Conobbi Nino Mancuso per via di una cassetta. Una cassetta audio, di quelle ancora in uso, da noi, intorno agli anni ottanta. La ebbi tra la mani, ricordo, in dono da un allievo assai caro che aveva preso, nei suoi inizi, a studiare fisarmonica.
In viaggio, quel giorno, verso il mio paese, accesi l'autoradio e la spinsi con cura dentro al mangianastri. Sento, ora, mentre scrivo, l' uguale fragranza e aria di pioggia, lungo la strada che mi si poneva lieve, accanto; le grandi gocce cadenzanti al parabrezza, e ancora come allora, le povere vesti dei passeri smarriti, intirizziti, in schiera, sopra i fili e i pali del telefono.
Partì, la musica, subito, in un punto alla metà del nastro, piano, in controcanto alla vista del mare che appariva confusa lontana, tra l’ alito pensoso della nebbia. Era il Preludio di Traviata, il suo abbrivio dolente, sussurrato dai tasti in madreperla tra il quasi umano e dischiuso fiato del mantice, alle braccia.
Era bravo, Nino. Un tessitore dolce d' arabeschi, di spirali leggere, tramate sul cuore. E i suoni, i suoi suoni, sembravano un calmo parlare, una polvere di luce, posata sopra al vivere. Lo conobbi così. Con la musica in mezzo, fra noi: dolce, fidata compagna incontrata tra i giorni, da cui mai separarsi.

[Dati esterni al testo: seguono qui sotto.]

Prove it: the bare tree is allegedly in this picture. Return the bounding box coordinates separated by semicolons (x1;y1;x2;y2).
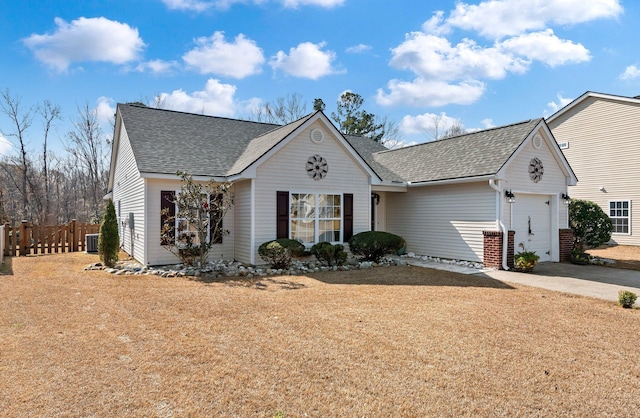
66;103;107;220
38;100;62;224
0;89;33;218
250;93;307;125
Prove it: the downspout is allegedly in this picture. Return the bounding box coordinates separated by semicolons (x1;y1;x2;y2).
489;179;509;270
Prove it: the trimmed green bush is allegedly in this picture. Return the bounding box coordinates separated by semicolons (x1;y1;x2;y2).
349;231;406;262
569;199;613;253
618;290;638;309
276;238;309;258
258;238;307;269
311;242;347;266
98;199;120;267
513;251;540;272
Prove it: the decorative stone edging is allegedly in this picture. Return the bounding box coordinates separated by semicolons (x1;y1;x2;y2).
85;257;408;278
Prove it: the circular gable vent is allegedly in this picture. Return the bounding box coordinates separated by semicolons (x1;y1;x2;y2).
311;128;324;144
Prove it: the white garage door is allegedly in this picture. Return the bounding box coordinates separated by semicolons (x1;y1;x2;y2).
511;194;551;261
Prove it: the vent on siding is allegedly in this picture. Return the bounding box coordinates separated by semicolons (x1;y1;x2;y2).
85;234;100;253
311;128;324;144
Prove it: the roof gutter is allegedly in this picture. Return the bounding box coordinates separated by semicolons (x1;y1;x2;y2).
489;179;509;270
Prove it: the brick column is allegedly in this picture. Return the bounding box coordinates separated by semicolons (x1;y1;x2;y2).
558;229;573;263
482;231;515;269
507;231;516;269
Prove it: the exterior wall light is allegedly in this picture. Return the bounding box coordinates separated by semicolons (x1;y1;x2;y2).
504;190;516;203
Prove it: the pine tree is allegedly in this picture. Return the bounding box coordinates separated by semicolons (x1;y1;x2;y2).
98;199;120;267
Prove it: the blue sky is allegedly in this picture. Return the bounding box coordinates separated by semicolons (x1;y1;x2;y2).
0;0;640;154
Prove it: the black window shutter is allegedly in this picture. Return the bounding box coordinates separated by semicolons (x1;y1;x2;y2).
160;190;176;245
342;193;353;242
276;192;289;239
209;193;224;244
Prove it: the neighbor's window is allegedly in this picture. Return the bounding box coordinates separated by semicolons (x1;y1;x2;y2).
609;200;631;234
289;193;342;244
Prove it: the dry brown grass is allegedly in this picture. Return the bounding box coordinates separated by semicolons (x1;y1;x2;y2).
587;245;640;270
0;254;640;417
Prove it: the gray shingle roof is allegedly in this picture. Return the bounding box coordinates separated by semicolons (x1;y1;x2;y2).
373;119;542;183
118;104;542;183
118;104;280;176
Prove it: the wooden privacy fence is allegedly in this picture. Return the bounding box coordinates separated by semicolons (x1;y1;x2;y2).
0;219;100;256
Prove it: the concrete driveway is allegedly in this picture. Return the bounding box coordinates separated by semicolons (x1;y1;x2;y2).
477;262;640;306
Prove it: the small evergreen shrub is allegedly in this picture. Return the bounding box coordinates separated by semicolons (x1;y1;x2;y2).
98;199;120;267
258;240;291;269
349;231;406;262
618;290;638;309
311;242;347;266
276;238;309;258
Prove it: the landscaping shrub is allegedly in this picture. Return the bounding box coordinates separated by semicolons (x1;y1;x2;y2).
569;199;613;253
258;239;305;269
618;290;638;309
98;199;120;267
349;231;406;262
311;242;347;266
513;243;540;272
276;238;309;258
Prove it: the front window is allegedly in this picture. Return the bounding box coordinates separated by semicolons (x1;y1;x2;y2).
609;200;631;235
289;193;342;244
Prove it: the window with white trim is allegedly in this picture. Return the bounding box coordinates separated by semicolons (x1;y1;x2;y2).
289;193;342;244
609;200;631;235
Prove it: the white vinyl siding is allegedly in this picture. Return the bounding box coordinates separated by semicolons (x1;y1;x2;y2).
145;179;234;266
503;129;569;230
549;97;640;245
385;182;497;262
253;122;371;263
233;180;253;263
113;126;145;262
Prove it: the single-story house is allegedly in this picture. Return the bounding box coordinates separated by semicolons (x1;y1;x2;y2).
109;104;577;267
547;91;640;245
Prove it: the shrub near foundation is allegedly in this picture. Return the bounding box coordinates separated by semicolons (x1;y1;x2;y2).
258;239;307;269
311;242;347;266
349;231;406;263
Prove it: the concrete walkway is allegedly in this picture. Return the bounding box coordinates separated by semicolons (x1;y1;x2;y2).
405;259;640;306
479;263;640;306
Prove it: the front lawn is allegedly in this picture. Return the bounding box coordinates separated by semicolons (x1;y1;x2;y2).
0;253;640;417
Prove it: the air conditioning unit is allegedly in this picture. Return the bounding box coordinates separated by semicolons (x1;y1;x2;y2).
85;234;100;253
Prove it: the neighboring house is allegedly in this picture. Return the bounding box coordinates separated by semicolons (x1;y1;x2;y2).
547;91;640;245
109;104;576;267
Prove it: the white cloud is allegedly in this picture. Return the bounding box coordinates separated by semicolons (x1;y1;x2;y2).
159;78;236;116
182;32;265;79
400;112;460;135
542;93;573;118
500;29;591;67
162;0;345;13
390;32;527;80
619;65;640;80
269;42;338;80
96;96;116;124
22;17;145;71
281;0;345;9
135;60;179;74
377;0;616;106
0;134;13;155
376;78;485;107
345;44;371;54
442;0;623;39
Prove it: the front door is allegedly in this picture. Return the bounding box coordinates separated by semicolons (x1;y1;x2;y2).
511;193;552;261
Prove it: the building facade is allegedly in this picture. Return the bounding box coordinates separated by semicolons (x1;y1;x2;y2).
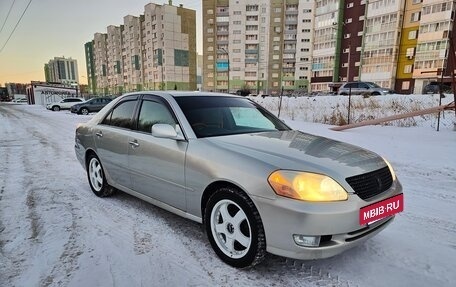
411;0;456;92
84;41;97;94
203;0;456;95
86;1;197;95
203;0;313;95
44;57;79;85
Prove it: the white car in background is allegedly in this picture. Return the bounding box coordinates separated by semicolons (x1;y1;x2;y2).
46;98;84;111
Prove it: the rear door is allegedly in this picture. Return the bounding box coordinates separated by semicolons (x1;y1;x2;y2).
94;96;138;188
128;95;188;211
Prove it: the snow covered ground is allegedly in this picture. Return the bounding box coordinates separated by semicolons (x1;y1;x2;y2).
0;97;456;286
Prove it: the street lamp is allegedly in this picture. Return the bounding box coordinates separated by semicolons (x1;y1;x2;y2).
219;48;230;93
71;83;79;98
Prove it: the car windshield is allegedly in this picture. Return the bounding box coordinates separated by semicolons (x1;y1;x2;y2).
366;82;381;88
176;96;290;138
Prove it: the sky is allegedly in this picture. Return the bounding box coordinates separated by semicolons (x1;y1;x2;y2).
0;97;456;287
0;0;202;86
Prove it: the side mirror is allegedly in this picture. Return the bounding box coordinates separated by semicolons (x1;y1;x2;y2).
152;124;184;140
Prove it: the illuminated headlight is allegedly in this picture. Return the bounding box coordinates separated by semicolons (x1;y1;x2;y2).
383;158;396;181
268;170;348;202
293;234;320;247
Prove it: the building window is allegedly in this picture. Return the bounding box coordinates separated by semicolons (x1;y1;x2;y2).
405;48;415;59
404;65;412;74
410;12;421;22
402;81;410;90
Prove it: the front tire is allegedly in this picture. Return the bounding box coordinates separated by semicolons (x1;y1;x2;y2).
87;154;114;197
204;187;266;268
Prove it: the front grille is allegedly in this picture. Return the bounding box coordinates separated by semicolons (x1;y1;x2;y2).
345;166;393;199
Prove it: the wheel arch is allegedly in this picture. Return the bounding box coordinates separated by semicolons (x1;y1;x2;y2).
84;149;98;169
201;180;258;224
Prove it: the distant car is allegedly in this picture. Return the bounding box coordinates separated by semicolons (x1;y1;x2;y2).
46;98;84;112
13;98;28;103
70;97;112;115
337;82;394;96
75;91;403;268
423;82;452;94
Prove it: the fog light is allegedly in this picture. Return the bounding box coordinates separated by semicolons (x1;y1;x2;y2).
293;234;320;247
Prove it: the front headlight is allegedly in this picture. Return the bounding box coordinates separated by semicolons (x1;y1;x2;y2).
268;170;348;202
383;158;397;181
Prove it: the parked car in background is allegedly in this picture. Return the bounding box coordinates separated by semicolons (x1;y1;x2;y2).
70;97;112;115
46;98;84;111
337;82;394;96
13;98;28;103
75;91;403;268
423;82;453;94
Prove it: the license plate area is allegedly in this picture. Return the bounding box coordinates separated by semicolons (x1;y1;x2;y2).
359;193;404;226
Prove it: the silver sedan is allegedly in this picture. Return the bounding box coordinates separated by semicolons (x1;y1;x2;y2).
75;91;403;268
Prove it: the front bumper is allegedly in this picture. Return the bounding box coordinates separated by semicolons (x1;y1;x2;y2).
253;181;402;260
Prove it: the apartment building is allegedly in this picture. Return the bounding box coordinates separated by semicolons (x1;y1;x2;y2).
44;57;79;85
360;0;404;88
84;41;97;94
394;0;422;94
203;0;313;95
86;1;197;95
412;0;456;93
106;25;124;95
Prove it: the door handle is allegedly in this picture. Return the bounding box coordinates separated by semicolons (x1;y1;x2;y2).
129;140;139;148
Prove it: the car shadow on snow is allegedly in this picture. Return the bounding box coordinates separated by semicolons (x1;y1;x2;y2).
100;191;362;286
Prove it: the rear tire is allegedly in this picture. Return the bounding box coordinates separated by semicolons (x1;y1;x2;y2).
87;154;114;197
204;187;266;268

Lo cercai, il maestro. Lo invitai a suonare. Sere nel grembo delle estati, con la luna a far da madre ai chiostri, ai bagli, ai cortili. Con le perle del sudore, Nino, (e qui passo a chiamarti col tu) a tergerti il papillon: in nugoli lucenti, là posti sopra al viso.
Potrei narrare, è facile con te, non di storie nascoste, inventate, ma di favole vissute a quei tuoi suoni. Tra il pensiero che, in musica, si svelano, ad essa, soltanto ricchezze - dall' animo degli uomini - e mai le povertà.
Fui felice, di averti avuto, allora, alle mie nozze; in quella sera con la tua czarda a danzare rapsodica, svelta, alle mani. Perfetta e pervasa dentro ad ali virtuose, da campione.
E ricordo sempre di aver mosso anch' io le tante partenze verso te a Bisacquino; di aver percorso quelle strade tortuose e gaudenti , tra il saluto delle agavi fiorite. Di aver spartito, poi, le mie sincere povere cose compiute al pianoforte, insieme alla tua gente. E portarti le schiere degli allievi, i colleghi artisti, la Fucina dell' Arte, l' Orchestra Cicero, il Coro Anima Gentis, le Voci Bianche, nella sfera della creatura che hai tenuto a lungo in cuore: la tua "Primavera Musicale". Bel titolo che hai scelto, caro amico, in lucente elzeviro di letizia.
È così. È primavera, il porgere in mano un po' di bellezza, tra l' anima e il valore stesso di un luogo. Come lo è, primavera, ogni volta, il coinvolgere i giovani, o drappelli di seguaci d' ogni età in un'idea d' arte vera e possibile, e sentirne di essa la dimensione, il non sterile germe, come un aria che irrompe tra il gaudire dei mattini.
È primavera, poi, finire queste righe. In cui l' esser grati alla musica, qui, si muta, semplice, quieto, dentro a un mostrarsi di bacche o ginestre odorose. E scrutarne, sentirne, da esse, i doni, gli sguardi, i disegni di Dio.